These letters were hand drawn and then painted. This is the way most lettering was done before computers, though this job does look amateurish and was probably produced by a beginner.
Drawing letters by hand, and from memory, was a skill that every apprentice letterer learned. A roman letter like this example was usually not based on a typestyle and the word 'font' was unknown in sign shops before computers. The letter styles used by sign painters, called alphabets in the lettering trade, were constructed to be highly readable, especially from a distance. Sign painter alphabets did not slavishly imitate printer's typestyles.as a rule unless it was at the request of an insistent architect or client. Many of the printer's versions of roman letters, such as Times Roman, for example, with its hairline strokes, would have been considered unsuitable for most sign work.

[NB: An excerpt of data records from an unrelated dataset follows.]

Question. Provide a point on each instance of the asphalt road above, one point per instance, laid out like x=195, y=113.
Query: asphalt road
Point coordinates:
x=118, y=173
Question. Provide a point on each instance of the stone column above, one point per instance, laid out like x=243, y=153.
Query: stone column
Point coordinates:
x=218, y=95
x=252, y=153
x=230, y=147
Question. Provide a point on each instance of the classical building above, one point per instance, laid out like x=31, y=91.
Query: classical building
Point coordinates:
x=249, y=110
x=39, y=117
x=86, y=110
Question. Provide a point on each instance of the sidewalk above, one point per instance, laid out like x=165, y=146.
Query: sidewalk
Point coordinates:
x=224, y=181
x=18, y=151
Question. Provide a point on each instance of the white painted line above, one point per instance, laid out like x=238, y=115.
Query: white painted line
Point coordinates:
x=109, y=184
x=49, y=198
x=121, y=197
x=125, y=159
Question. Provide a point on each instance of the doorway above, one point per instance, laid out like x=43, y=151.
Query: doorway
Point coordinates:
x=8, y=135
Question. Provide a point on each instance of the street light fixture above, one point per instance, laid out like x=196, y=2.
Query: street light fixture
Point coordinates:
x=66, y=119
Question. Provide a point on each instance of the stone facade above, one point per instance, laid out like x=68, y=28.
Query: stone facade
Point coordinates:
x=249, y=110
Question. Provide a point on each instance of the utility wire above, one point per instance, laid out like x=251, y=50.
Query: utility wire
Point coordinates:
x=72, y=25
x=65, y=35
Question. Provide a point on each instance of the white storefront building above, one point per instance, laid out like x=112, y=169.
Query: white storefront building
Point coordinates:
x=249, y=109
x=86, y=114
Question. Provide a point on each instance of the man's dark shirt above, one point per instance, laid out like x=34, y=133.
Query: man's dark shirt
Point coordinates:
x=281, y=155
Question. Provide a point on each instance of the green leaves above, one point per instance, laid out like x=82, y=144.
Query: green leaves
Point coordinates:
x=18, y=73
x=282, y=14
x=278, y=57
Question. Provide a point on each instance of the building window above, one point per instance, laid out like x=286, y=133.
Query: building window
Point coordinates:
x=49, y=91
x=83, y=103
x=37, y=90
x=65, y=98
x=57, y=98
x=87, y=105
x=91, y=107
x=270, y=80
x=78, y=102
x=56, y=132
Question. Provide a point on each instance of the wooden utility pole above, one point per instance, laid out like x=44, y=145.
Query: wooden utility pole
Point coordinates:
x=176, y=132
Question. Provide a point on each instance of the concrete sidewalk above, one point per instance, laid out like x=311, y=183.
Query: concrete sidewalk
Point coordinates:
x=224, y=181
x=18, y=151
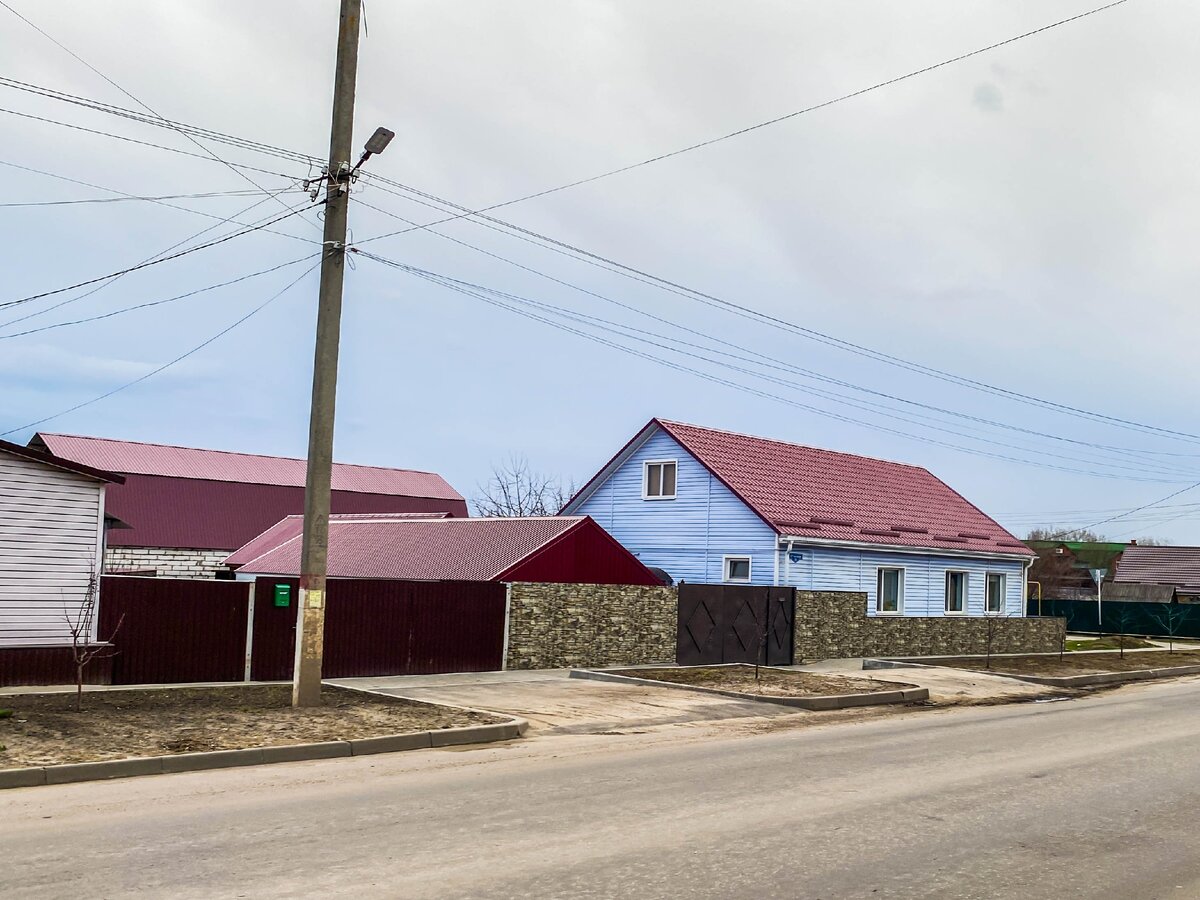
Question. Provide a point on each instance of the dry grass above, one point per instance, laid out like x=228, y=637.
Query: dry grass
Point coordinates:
x=45, y=729
x=1077, y=664
x=772, y=682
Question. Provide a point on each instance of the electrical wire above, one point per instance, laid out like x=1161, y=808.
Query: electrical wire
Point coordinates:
x=156, y=303
x=165, y=366
x=149, y=263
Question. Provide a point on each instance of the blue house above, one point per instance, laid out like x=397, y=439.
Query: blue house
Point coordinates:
x=715, y=507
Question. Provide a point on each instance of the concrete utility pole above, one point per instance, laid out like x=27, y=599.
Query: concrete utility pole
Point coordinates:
x=311, y=615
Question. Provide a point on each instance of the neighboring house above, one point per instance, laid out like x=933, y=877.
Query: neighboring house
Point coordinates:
x=715, y=507
x=1175, y=569
x=1063, y=569
x=190, y=509
x=570, y=550
x=52, y=544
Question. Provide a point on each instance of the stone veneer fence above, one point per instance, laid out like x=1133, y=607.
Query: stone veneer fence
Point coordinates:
x=835, y=624
x=563, y=625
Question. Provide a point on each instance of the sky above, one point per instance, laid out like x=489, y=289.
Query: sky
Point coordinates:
x=1025, y=219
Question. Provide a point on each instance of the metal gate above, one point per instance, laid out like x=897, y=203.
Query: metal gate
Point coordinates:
x=735, y=623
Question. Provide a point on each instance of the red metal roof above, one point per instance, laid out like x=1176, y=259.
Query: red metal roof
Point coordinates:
x=46, y=459
x=137, y=459
x=1159, y=565
x=825, y=495
x=293, y=526
x=415, y=549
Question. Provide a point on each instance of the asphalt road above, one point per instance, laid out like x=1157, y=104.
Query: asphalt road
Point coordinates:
x=1095, y=798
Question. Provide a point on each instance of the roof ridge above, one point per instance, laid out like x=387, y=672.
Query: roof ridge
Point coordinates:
x=229, y=453
x=792, y=443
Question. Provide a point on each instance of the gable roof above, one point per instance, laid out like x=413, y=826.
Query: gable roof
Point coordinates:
x=47, y=459
x=1159, y=565
x=825, y=495
x=138, y=459
x=293, y=527
x=413, y=549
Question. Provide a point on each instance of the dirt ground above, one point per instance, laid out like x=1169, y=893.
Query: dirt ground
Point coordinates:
x=771, y=682
x=1078, y=663
x=45, y=729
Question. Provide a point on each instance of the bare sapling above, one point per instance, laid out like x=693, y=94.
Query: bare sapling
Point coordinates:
x=81, y=624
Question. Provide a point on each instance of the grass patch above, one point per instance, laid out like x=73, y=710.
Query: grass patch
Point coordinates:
x=1109, y=643
x=771, y=683
x=47, y=730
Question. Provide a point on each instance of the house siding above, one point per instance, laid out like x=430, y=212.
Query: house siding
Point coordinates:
x=687, y=537
x=690, y=535
x=51, y=533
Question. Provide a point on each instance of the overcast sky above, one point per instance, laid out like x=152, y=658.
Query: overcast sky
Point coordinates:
x=1025, y=219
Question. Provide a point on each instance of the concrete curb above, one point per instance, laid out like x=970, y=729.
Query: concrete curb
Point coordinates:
x=1140, y=675
x=907, y=694
x=133, y=767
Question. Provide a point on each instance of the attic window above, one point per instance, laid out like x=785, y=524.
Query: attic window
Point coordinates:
x=659, y=480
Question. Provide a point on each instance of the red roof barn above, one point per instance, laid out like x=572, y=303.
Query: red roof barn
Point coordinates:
x=549, y=549
x=190, y=508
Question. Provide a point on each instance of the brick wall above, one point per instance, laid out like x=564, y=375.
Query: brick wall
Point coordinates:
x=561, y=625
x=166, y=562
x=835, y=624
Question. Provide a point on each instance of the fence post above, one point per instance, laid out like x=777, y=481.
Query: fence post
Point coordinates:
x=250, y=630
x=508, y=612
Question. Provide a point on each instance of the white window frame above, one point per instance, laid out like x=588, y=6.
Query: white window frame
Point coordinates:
x=725, y=569
x=879, y=591
x=966, y=592
x=1003, y=594
x=646, y=479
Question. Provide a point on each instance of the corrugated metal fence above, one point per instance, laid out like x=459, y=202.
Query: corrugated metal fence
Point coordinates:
x=177, y=630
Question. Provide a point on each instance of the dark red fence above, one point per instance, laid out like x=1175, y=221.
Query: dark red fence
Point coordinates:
x=377, y=628
x=174, y=630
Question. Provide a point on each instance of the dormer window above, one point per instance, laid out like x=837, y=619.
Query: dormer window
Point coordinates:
x=659, y=480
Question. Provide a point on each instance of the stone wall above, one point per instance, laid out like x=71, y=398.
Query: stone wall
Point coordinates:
x=835, y=624
x=562, y=625
x=165, y=562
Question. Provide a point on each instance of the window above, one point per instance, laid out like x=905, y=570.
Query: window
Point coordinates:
x=889, y=593
x=658, y=483
x=955, y=593
x=737, y=569
x=997, y=586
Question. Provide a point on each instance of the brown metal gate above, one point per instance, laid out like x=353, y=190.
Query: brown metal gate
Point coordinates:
x=381, y=628
x=735, y=623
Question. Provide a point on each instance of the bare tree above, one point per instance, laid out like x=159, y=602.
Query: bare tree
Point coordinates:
x=516, y=490
x=81, y=624
x=1171, y=618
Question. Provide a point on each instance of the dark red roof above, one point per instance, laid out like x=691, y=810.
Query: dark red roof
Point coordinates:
x=405, y=547
x=832, y=496
x=1159, y=565
x=47, y=459
x=138, y=459
x=229, y=498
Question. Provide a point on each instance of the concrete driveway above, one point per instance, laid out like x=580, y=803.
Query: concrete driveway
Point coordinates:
x=557, y=703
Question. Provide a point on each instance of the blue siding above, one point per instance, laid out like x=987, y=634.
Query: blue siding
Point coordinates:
x=690, y=535
x=687, y=537
x=924, y=581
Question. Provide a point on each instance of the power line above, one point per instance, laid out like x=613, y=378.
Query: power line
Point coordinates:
x=205, y=196
x=475, y=291
x=786, y=117
x=149, y=263
x=766, y=360
x=155, y=303
x=165, y=366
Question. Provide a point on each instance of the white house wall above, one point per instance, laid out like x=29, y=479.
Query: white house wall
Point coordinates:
x=51, y=532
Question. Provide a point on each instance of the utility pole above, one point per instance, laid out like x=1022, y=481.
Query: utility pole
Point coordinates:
x=311, y=615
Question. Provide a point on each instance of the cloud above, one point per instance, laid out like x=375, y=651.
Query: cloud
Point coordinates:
x=988, y=97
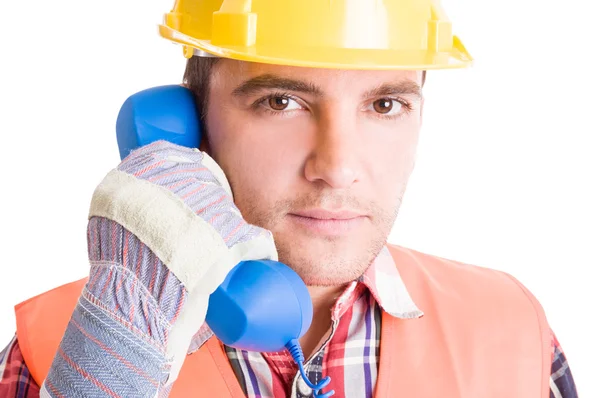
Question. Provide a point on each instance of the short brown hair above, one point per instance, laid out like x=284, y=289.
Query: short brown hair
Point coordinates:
x=197, y=78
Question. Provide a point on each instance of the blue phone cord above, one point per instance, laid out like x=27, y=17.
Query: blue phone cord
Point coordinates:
x=294, y=348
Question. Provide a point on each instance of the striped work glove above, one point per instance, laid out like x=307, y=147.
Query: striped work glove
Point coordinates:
x=163, y=234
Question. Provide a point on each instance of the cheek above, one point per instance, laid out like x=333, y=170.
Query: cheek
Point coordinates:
x=262, y=162
x=392, y=154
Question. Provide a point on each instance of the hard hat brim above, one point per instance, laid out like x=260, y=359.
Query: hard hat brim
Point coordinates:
x=332, y=58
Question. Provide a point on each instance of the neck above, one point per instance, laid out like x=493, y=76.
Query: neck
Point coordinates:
x=323, y=299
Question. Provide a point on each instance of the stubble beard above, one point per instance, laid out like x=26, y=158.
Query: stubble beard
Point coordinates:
x=325, y=261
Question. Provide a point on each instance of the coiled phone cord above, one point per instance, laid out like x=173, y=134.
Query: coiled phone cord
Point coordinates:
x=294, y=348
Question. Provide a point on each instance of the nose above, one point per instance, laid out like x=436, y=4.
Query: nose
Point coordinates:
x=334, y=160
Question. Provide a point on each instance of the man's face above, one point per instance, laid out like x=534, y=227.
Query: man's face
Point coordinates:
x=319, y=157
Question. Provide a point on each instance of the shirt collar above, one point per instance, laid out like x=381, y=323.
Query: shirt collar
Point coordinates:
x=383, y=281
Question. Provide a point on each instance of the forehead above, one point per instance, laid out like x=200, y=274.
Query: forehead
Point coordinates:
x=231, y=73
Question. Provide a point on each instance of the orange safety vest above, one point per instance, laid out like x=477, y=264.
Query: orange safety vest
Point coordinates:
x=483, y=335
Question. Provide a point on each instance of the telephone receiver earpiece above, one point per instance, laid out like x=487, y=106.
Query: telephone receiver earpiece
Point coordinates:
x=262, y=305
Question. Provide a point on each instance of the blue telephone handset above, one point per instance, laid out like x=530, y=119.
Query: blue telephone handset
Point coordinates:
x=261, y=306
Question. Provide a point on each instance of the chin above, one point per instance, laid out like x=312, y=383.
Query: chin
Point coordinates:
x=326, y=267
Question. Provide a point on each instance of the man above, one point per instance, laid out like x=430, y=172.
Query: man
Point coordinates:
x=312, y=112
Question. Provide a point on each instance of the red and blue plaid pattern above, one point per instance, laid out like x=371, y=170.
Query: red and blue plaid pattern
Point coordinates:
x=349, y=353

Although extensively used today on computer generated sign work, letter styles like Times are inherently weak and lack visual impact. A sign lettered in all Times Roman has an anemic look. It's too white. Roman letters produced by journeymen sign painters were typically more robust, with thicker thin strokes and serifs. This was not always the case, but it usually was, at least as I remember it. And a good sign painter could modify a roman letter to fit the situation, adjusting stroke and contrast, height, width, and so on, as needed, without yielding the awkward look of a computer font that has been stretched or compressed artificially.
Times Roman looks fine at the small sizes common to print. But then that's what it was designed specifically for—newsprint held at arm's length.